Postoperative valve function was assessed clinically in all patients by auscultation and blood pressure measurement. Aortic diastolic murmurs were graded on a scale of 0 to 4, with 0 representing no audible murmur and 4 representing a severe murmur. Patients were questioned regarding functional status and assigned to an appropriate New York Heart Association functional class. Echocardiography for indications of possible valve incompetence was performed at the discretion of the primary physician or cardiologist. Allograft valve incompetence was graded on a scale of 0 to 4, the same as performed during the operation. A valve with no incompetence was graded as 0, trivial incompetence as 1, mild incompetence as 2, moderate incompetence as 3, and severe incompetence as 4. Valve stenosis was graded as present or absent.

Data analysis.
Postoperative events for all patients were analyzed by means of Kaplan-Meier methods with 95% confidence intervals (CI). Only four patients had been followed up for more than 10 years; therefore, analysis is presented to the 10-year interval. Outcome data for all patients were then analyzed according to type of operative procedure. The log-rank test was used to compare patient groups for valve-related mortality, valve explantation, and structural deterioration.

Results

Mean length of follow-up for all patients was 4.6 years (range up to 11 years); total follow-up for the series was 515 years. Only seven patients were lost to follow-up at various time intervals from 2 weeks to 6 years. The data for these patients were included in all analyses; each patient was censored from the study at the time of last follow-up.

Intraoperative findings.
Thirty-one (26%) patients had prior cardiac surgery, 21 (18%) for aortic valve disease.
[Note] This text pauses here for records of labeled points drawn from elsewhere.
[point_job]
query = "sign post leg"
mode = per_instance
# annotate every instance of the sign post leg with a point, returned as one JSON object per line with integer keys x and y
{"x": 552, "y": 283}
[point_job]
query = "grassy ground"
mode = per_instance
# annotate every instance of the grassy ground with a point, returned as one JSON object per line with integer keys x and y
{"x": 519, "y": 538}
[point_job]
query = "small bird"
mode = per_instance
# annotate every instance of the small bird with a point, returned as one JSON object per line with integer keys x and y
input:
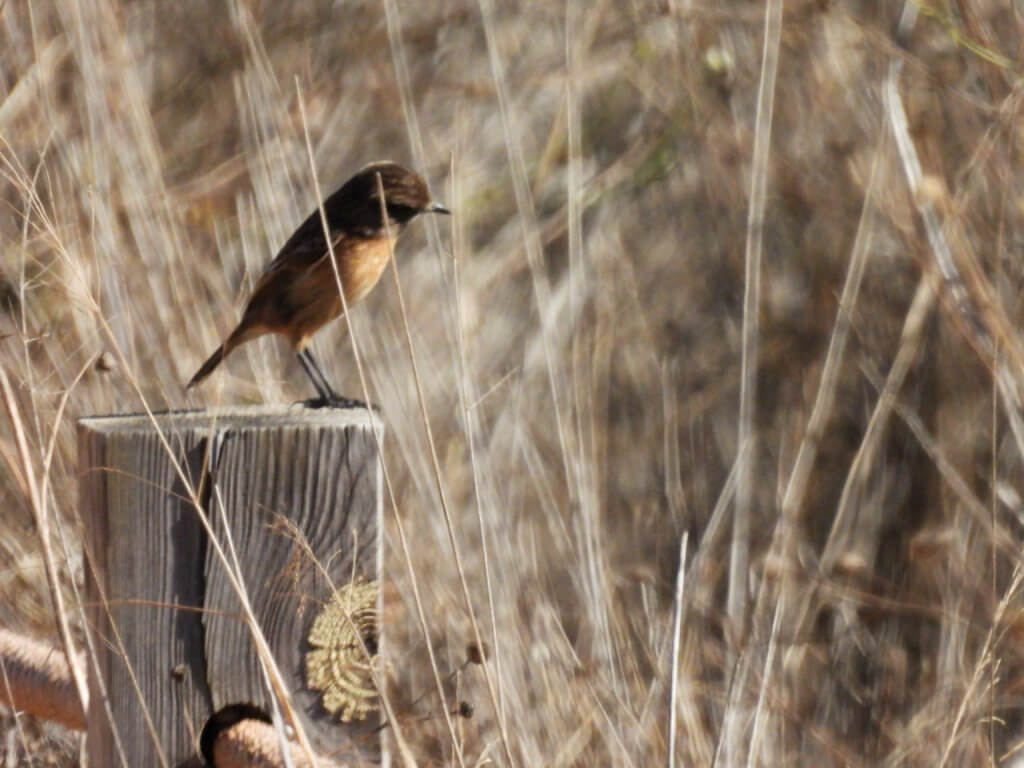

Forty-three (36%) patients had a concomitant procedure at the time of AVR with a cryopreserved aortic allograft, which was most commonly coronary artery bypass (n = 13, 11%) or mitral valve repair (n = 13, 11%). Mean allograft valve size was 22.8 mm (range 18 to 30 mm). Aortic crossclamp time ranged from 66 to 212 minutes with a mean of 122 minutes. Intraoperative echocardiography to assess allograft valve function was performed in 78 (66%) patients; all patients had no or trivial valve incompetence.

Overall outcomes
Mortality.
To date, 11 patients have died. Four of these patients (3%; 95% CI, 0.9% to 8.5%) died within 30 days of operation. The remaining deaths occurred at a mean of 5.7 years (range 4 months to 9 years). Overall survival at 10 years was 76% (95% CI, 54% to 89%); the linearized rate for all deaths was 1.4%. Four (3%) deaths were attributable to valve-related causes; three of these were early deaths. Valve-related deaths included sudden death in three patients and death resulting from endocarditis in one patient. Freedom from valve-related death at 10 years was 93% (95% CI, 76% to 98%), as illustrated in Fig. 1; the linearized rate for valve-related death was 0.8%.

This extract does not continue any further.